Desde que el pasado Primero de Octubre de 2017, el presidente de la Generalitat de Cataluña, Carles Puigdemont, y los partidos nacionalistas en el Parlamento catalán, avanzaran en el referéndum por la independencia de esa comunidad autónoma, la confrontación con el resto de España se ha tornado más intensa. Las formaciones que persiguen el objetivo de la separación de España, como Esquerra Republicana de Catalunya, Candidatura de Unitat Popular (CUP) o el Partido Demócrata Europeo Catalán (PdeCat), han continuado desafiando al Estado de Derecho y sus instituciones democráticas, precisamente valiéndose de ellas para conseguir sus objetivos de poder.
Luego de la intervención oportuna por parte del gobierno de Rajoy en Cataluña, en la fecha del referéndum, vino la decisión del Tribunal Constitucional de declarar ilegal este mecanismo, por ser abiertamente inconstitucional. Desde ese tiempo hasta hoy, Puigdemont ha insistido en que sigue siendo el presidente catalán en la distancia, y preso en la prisión de Neumünster, en Alemania, mientras que sus cómplices lo reconocen como tal. Pero para decepción de Puigdemont, Oriol Junqueras y los demás, nuevamente se ha hecho sentir el imperio de la ley para impedir la avalancha del golpismo nacionalista: el magistrado Pablo Llarena, del Tribunal Supremo de Justicia, ha acusado de rebelión a trece líderes independentistas, lo que supone una acción directa y sin complejos para defender la legalidad, el orden constitucional y la estabilidad política de Cataluña y de toda España. La ciudadanía, si realmente tiene apego a los valores e instituciones que sustentan la sociedad democrática y abierta, debe aplaudir la medida y evitar los cantos de sirena que abundan hoy en día en todo Occidente y América Latina.
De la misma forma que se representa en los murales la Revolución Cultural de Mao Tse Tung, o el paraíso de la Alemania nacionalsocialista de Hitler, con el pueblo exultante y mirando al infinito, el nacionalismo catalán ha fabricado una realidad según la cual Cataluña es otro país, una experiencia mística, un destino histórico que debe hacer frente a la opresión del yugo español. En este sentido, desaparece la mitad de los catalanes que se sienten parte de España y los españoles de otras comunidades autónomas que habitan la región. De hecho, quienes no respaldan el delirio nacionalista son considerados malos catalanes o traidores, como señaló a los vascos no nacionalistas Juan José Ibarretxe, el expresidente (o ex lehendakari) de la comunidad del País Vasco (o Euskal Herria) de 1999 a 2009. Y es así como se impuso el llamado “apartheid lingüístico” en los colegios públicos de Cataluña, que consistió en la marginación inicial, y después, en la prohibición de la enseñanza del Español, aún cuando miles de familias interpusieron acciones ante la justicia, exigiendo respeto para los derechos de sus hijos. O también, la obligación para comerciantes y empresarios de rotular los productos exclusivamente en Catalán, en una clara violación de la ley y de las libertades civiles de los catalanes.

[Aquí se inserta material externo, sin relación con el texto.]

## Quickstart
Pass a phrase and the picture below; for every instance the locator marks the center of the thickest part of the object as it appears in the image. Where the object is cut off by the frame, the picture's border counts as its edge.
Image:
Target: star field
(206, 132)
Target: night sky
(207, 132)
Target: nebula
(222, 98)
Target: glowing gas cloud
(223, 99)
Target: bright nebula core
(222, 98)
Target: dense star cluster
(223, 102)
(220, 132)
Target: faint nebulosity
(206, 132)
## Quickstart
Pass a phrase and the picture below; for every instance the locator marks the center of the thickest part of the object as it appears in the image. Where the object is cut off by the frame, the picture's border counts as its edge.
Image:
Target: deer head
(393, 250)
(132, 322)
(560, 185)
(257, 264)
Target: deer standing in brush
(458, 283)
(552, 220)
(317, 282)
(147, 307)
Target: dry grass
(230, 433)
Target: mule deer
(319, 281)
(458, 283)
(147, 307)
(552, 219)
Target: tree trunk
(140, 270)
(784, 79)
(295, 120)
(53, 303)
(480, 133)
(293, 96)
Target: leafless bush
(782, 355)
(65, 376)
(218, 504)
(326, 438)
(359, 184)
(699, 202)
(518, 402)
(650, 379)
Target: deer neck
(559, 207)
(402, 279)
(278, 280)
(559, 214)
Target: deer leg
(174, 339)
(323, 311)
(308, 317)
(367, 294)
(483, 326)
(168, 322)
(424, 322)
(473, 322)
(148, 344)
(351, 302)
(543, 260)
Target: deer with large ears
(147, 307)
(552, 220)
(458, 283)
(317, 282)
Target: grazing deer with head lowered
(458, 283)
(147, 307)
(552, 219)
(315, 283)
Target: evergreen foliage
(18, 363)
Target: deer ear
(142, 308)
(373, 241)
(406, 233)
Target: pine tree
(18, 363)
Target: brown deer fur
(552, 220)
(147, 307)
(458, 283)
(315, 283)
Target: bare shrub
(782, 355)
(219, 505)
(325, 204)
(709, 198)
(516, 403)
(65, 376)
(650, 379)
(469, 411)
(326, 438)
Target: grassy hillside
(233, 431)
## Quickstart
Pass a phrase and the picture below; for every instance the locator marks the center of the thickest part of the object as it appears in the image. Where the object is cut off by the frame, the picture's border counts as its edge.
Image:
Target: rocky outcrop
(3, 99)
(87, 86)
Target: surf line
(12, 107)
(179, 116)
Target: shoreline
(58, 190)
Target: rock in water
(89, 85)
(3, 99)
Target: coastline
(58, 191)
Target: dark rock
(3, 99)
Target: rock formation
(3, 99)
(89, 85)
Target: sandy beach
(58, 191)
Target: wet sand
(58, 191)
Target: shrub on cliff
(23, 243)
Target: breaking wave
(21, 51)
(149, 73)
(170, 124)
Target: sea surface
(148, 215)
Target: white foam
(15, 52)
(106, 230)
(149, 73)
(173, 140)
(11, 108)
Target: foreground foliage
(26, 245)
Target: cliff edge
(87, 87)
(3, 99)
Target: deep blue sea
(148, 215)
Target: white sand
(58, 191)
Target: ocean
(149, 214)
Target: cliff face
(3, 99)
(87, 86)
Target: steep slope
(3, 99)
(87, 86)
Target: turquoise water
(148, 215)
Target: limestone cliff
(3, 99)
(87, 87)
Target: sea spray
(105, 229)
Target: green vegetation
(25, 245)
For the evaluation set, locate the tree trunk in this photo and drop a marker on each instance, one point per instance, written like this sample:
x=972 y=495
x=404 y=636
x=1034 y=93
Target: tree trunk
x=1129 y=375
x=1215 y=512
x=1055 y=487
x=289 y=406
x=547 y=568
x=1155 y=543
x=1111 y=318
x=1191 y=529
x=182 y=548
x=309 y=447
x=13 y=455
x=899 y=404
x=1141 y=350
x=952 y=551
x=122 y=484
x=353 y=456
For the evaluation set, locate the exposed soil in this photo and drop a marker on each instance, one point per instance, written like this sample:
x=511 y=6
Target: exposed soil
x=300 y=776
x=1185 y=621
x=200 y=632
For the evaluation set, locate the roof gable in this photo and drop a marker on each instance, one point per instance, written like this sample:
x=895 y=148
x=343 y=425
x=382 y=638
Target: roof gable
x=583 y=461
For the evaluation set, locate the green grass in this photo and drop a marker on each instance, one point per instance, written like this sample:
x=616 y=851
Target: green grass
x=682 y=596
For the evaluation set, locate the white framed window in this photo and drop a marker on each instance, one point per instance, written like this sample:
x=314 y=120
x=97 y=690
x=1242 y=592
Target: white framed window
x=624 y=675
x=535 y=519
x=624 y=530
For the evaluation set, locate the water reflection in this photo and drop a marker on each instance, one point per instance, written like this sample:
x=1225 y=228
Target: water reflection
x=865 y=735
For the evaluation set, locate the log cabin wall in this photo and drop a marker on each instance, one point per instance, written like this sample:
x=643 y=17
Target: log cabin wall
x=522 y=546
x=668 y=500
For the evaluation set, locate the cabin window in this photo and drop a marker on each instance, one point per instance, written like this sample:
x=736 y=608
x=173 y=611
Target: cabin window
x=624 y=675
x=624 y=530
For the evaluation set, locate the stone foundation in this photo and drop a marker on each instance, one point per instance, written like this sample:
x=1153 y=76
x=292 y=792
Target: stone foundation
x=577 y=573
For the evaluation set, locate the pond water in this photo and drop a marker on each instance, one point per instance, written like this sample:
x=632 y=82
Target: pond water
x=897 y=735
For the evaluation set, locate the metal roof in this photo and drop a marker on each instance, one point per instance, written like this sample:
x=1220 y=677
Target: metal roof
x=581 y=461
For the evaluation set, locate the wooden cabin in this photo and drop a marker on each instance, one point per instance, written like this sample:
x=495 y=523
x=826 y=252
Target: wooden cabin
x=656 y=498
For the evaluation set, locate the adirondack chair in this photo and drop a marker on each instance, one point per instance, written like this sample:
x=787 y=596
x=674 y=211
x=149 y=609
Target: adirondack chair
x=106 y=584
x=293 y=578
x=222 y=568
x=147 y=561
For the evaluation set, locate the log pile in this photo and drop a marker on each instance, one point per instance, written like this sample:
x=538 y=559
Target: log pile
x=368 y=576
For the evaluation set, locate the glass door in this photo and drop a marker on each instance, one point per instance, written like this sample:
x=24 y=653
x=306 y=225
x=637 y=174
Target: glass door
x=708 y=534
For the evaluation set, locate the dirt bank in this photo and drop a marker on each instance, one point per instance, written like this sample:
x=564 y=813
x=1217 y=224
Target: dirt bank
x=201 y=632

Pero con todas estas acciones de carácter totalitario, ni el gobierno de Rajoy ni los partidos políticos que deberían defender la unidad de España y los derechos de todos los catalanes, han actuado con seriedad y afirmación para frenar la deriva nacionalista. Solo el valor y el apego a la justicia por parte del juez Llarena, permitieron que esta vez se gane una batalla en la larga guerra por contener al separatismo catalán.